Guest column: Don’t do forest project near Bend
Published 12:00 am Thursday, December 13, 2018
- Guest Column
The Bulletin recently editorialized in support of proposed logging on the Deschutes National Forest. The paper made it sound like a feel-good no-brainer. This letter tells the rest of the story.
For too long logging has been prioritized over wildlife, carbon storage, clean water and recreational opportunities in our national forests.
Logging our public forests is not the panacea described in The Bulletin editorial. We need to act with caution, knowing that logging releases far more carbon into the atmosphere than does forest fire.
In fact, logging in Oregon releases more carbon than any other sector — even transportation. When a tree is logged, 80 percent of the trees’ stored carbon is lost to the atmosphere by the time it has been limbed, cut, processed and shipped. Standing forests on the other hand can store carbon for centuries.

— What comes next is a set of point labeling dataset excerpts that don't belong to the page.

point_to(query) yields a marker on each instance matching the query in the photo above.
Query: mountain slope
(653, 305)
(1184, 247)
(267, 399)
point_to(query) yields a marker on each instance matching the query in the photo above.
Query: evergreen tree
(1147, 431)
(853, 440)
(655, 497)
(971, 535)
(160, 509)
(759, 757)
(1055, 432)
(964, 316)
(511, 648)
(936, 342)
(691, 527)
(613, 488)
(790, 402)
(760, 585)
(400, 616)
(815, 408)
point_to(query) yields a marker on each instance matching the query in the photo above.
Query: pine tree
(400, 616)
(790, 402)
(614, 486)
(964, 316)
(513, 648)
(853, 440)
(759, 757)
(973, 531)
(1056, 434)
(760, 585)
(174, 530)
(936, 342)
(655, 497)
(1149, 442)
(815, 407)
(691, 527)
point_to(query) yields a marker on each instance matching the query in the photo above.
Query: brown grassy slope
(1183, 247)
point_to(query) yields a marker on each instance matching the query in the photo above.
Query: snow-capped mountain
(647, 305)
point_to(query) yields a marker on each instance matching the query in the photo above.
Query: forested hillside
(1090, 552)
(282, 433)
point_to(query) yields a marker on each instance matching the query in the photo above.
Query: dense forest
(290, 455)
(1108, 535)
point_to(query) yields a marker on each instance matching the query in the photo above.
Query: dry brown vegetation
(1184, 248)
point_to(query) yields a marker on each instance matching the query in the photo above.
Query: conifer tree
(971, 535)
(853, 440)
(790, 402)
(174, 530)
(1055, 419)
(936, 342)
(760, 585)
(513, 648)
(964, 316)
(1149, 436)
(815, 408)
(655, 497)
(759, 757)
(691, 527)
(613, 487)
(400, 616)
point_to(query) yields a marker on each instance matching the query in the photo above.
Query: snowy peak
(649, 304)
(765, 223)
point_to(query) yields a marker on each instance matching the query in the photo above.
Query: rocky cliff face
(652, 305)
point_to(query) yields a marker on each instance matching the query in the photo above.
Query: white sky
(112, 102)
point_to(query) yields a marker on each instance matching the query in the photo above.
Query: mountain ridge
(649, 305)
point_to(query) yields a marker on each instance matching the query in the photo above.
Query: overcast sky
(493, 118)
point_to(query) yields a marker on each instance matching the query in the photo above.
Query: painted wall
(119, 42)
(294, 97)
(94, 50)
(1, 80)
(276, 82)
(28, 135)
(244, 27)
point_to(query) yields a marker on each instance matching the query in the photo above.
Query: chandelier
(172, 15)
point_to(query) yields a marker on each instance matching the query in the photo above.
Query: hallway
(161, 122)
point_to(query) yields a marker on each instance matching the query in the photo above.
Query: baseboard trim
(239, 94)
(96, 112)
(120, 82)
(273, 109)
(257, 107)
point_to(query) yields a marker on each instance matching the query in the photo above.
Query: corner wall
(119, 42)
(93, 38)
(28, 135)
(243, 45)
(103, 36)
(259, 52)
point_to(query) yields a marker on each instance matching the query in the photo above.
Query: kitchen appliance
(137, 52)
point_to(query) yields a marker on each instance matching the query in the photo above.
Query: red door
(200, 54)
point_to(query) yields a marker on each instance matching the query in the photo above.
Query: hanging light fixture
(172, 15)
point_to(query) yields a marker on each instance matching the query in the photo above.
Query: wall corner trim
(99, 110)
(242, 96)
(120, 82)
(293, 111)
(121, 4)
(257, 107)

Be wary when you hear a broad term like “thinning.” It can mean leaving one tree per acre. The currently proposed and recent logging on the Deschutes National Forest is typically a mixture of some clear cutting, some overly aggressive thinning and some thinning that strikes a better, common ground balance.
The other word to be wary of is “restoration.” Everything is called restoration these days, even clear cuts. Every year the Deschutes National Forest does thousands of acres of restoration. Sometimes it truly is restoration; the Ryan Ranch project is a good example of that. But sometimes it’s just logging with a new green-washed name.
There are half a dozen or so planned logging projects in the general area between Bend and Mount Bachelor. Each has dozens if not hundreds of proposed logging units. Some of these projects are sensible restoration and selective thinning that deserve support. Others are far more aggressive and will result in negative impacts.
The specific project referenced in the recent editorial would have significant negative impacts on wildlife. The plan is to log in critical spotted owl habitat, and it requires reducing key habitat areas for elk.
It’s not just about wildlife losing forest cover. The planned extent of what wildlife biologists refer to as “disturbance” is deeply concerning. If the plan goes forward, it will result in a density of 3.6-miles of roads and trails per square mile. Anything over 2.5-miles is considered to have negative impacts. Good habitat requires even less density.
Is there a middle ground? Yes. Are the current proposed logging projects on our public lands finding that middle ground? Nope. The proposed logging of larger and older trees that have thicker (read: fire resistant) bark in the backcountry is not where the common ground lies. It is however where the profit lies.
We have the inherent challenge of having built a town in a forest that historically would burn every five to 20 years.
Combining fuels reductions close to town with programs like “Firewise” and other local efforts offers the most effective way to help protect our communities from fire.
Cleaning needles out of our gutters, mowing dead grass near homes, keeping wood piles away from homes, carefully thinning around homes and in the adjacent forest and other steps are also effective. That’s where we should focus our energy — not on logging more of our public lands in the backcountry.
Our forests offer amazing recreational opportunities, store vast amounts of carbon for centuries, provide critical wildlife habitat, clean water and the scenic backdrop to this beautiful place we call home.
I hope that someday we will see the Deschutes National Forest (and Congress) put these other values on the same footing as logging priorities. We are not there yet.
— Erik Fernandez is the wilderness program manager for Oregon Wild, based in Bend.